Do they have anything like the concept of heli tenure in India?

Well, you’re not supposed to go into Pakistan but the border is so foggy that we definitely ventured over. We actually peed in Pakistan and that was a highlight.

I mean, what a crazy opportunity, right? To go on a trip where you have five days to try and get good ski footage is difficult, right? And we had one sunny day with safe conditions and it was an epic day, a day that none of us will forget.

And then ending up and skiing at 5,000 meters … the only way we would know how high we were getting was the pilot would put on an oxygen mask and that was how we knew it was high.

We asked, “where is ours?” and he replied, “get out.”

Lynsey Dyer skis

Lynsey Dyer in action. Photo by Grant Gunderson.

Was it an older machine?

No it was a beautiful A-star from New Zealand and a great crew and guides and a great journey. It ended up being seventy clicks from where they found Osama, so we were right in there.

In the heart of the geopolitical zone?


So the other project you worked on was with the Rocky Mountain Sherpas for the film “All.I.Can”?

That’s right.

Why did you decide to get involved with that project?

They are incredible people and they are very passionate about what they do and they are on the cutting edge of ski film. This will not be just another ski-porn film. This will be the most beautifully shot and directed pieces of not only ski film but showing the natural world.

Because of the Cineflex they use — which is a ridiculously expensive stabilizing device for shooting from the helicopter — it is going to look a lot more like “Planet Earth,” on that scale, rather than a normal ski movie.

As well as having a message, which I feel like a lot of ski films don’t, and it’s a very powerful message about environmentalism, but in a very inspiring way because these guys are so creative and dedicated and these guys are so over the top and dedicated in all aspects.
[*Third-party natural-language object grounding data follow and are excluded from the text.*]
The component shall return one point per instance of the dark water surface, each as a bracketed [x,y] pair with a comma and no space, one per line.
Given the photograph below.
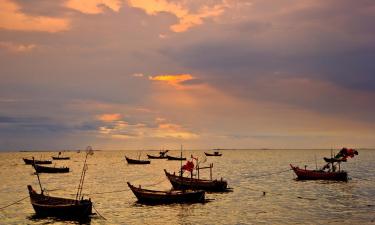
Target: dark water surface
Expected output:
[248,172]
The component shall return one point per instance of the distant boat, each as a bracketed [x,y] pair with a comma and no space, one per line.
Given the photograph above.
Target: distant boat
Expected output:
[137,161]
[59,157]
[165,197]
[175,158]
[31,161]
[213,154]
[48,169]
[305,174]
[180,182]
[162,155]
[77,208]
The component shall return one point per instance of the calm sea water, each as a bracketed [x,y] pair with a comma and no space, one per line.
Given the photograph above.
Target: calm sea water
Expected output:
[248,172]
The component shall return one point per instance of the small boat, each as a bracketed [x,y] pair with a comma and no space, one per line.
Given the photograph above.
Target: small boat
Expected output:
[59,207]
[48,169]
[64,208]
[213,154]
[137,161]
[165,197]
[32,161]
[305,174]
[175,158]
[181,182]
[162,155]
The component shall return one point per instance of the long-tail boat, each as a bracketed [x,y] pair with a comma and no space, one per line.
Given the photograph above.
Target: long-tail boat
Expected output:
[213,154]
[175,158]
[162,155]
[78,208]
[328,171]
[164,197]
[137,161]
[32,161]
[48,169]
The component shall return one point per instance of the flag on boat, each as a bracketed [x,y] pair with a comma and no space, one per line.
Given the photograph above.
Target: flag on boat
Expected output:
[189,166]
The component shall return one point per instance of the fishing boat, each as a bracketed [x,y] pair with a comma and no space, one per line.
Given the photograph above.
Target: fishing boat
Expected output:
[165,197]
[330,171]
[176,158]
[32,161]
[162,155]
[48,169]
[213,154]
[78,208]
[305,174]
[137,161]
[180,182]
[59,157]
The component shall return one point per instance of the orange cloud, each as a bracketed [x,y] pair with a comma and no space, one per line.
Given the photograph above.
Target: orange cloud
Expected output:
[11,18]
[17,48]
[186,18]
[174,80]
[109,117]
[93,6]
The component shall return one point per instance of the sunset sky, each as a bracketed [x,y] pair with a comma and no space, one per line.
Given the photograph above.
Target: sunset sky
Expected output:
[152,74]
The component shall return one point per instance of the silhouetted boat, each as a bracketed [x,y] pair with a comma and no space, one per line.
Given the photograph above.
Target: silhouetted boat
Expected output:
[213,154]
[78,208]
[60,207]
[180,182]
[175,158]
[137,161]
[164,197]
[32,161]
[48,169]
[305,174]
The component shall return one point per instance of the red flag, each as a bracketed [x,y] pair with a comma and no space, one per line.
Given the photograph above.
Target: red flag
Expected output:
[189,166]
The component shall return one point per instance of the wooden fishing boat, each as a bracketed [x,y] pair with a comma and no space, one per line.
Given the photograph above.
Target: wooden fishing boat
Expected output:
[156,157]
[175,158]
[180,182]
[305,174]
[60,158]
[59,207]
[32,161]
[213,154]
[64,208]
[137,161]
[48,169]
[165,197]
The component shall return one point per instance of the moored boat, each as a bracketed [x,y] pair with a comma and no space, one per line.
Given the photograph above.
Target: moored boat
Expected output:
[305,174]
[48,169]
[213,154]
[165,197]
[181,182]
[137,161]
[32,161]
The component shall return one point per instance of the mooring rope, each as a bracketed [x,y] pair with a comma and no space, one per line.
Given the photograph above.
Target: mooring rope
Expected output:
[14,203]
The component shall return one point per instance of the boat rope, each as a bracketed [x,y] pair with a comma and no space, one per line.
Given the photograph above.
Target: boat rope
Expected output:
[98,212]
[14,203]
[268,174]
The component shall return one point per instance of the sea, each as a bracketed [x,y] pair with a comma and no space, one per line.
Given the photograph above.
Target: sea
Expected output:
[264,189]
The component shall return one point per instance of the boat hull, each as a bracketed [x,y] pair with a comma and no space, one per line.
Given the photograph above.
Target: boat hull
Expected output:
[167,197]
[181,183]
[59,207]
[31,162]
[136,161]
[304,174]
[46,169]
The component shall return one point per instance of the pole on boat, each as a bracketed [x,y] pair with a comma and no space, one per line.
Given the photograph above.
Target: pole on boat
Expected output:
[37,175]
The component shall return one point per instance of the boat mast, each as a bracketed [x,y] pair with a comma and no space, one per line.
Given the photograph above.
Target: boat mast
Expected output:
[83,173]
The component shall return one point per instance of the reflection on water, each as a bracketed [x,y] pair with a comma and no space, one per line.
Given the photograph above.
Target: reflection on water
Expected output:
[264,191]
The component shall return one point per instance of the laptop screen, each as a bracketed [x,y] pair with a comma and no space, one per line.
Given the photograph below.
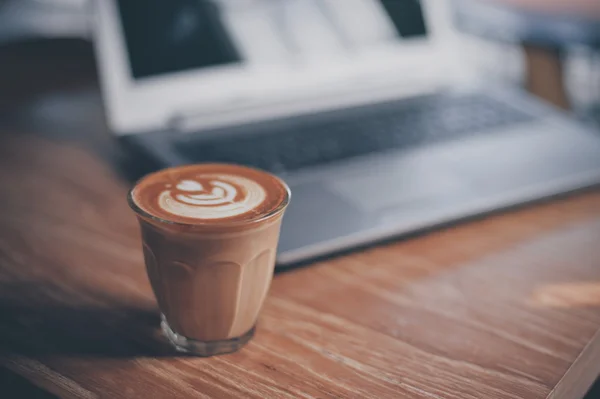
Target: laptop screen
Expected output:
[165,37]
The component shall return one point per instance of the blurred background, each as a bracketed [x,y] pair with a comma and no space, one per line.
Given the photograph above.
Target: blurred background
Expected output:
[492,35]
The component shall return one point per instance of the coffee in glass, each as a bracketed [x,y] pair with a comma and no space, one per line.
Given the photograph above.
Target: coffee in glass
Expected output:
[209,236]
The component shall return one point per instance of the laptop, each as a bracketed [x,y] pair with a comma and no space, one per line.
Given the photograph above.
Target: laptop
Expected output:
[357,104]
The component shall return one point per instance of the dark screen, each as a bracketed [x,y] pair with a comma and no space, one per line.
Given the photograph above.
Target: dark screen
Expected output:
[407,16]
[164,36]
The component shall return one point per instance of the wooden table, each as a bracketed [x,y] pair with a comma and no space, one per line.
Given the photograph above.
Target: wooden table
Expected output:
[507,306]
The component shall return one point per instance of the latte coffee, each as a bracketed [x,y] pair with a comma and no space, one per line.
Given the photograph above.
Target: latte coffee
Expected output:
[209,236]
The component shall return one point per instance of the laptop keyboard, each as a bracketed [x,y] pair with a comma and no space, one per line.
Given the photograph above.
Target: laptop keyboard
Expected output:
[300,142]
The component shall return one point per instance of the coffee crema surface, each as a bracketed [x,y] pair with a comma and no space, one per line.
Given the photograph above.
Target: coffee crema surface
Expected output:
[210,194]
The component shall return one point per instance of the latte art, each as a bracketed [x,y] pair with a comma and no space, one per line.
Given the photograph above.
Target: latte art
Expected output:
[212,197]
So I am honored to be part of what the ski industry is calling the best ski film of the last ten years.

So, what specifically about the environmental message resonated with you?

Really capturing the beauty. These guys are famous for their timelapses and showing certain parts of the cycle of life and showing the earth as a living being, breathing through its rivers and through the cycles of winter to summer to spring. And just beautiful imagery of even making logging look beautiful.

It’s not opinionated it’s just putting it out there for the viewer to decide it’s not preaching anything but it is so inspiring that I think my goal with skiing is inspiring people to go outside and to make it accessible to the point where people think if she can do it, I can do it. And so I feel like this film captures all that with absolute beauty.

What are you most excited about looking forward?

Right now we are headed to South America, we are filming with Sweetgrass Productions in Portillo and from there I go straight to Las Lenas, hopefully with Eddie Bauer. And from there I can’t say, I’ve been working with Outside Television a lot and from there who knows — hopefully I’ll get more time at home in Jackson but you never know what the season will bring. It’s always at the last minute and that’s part of the adventure.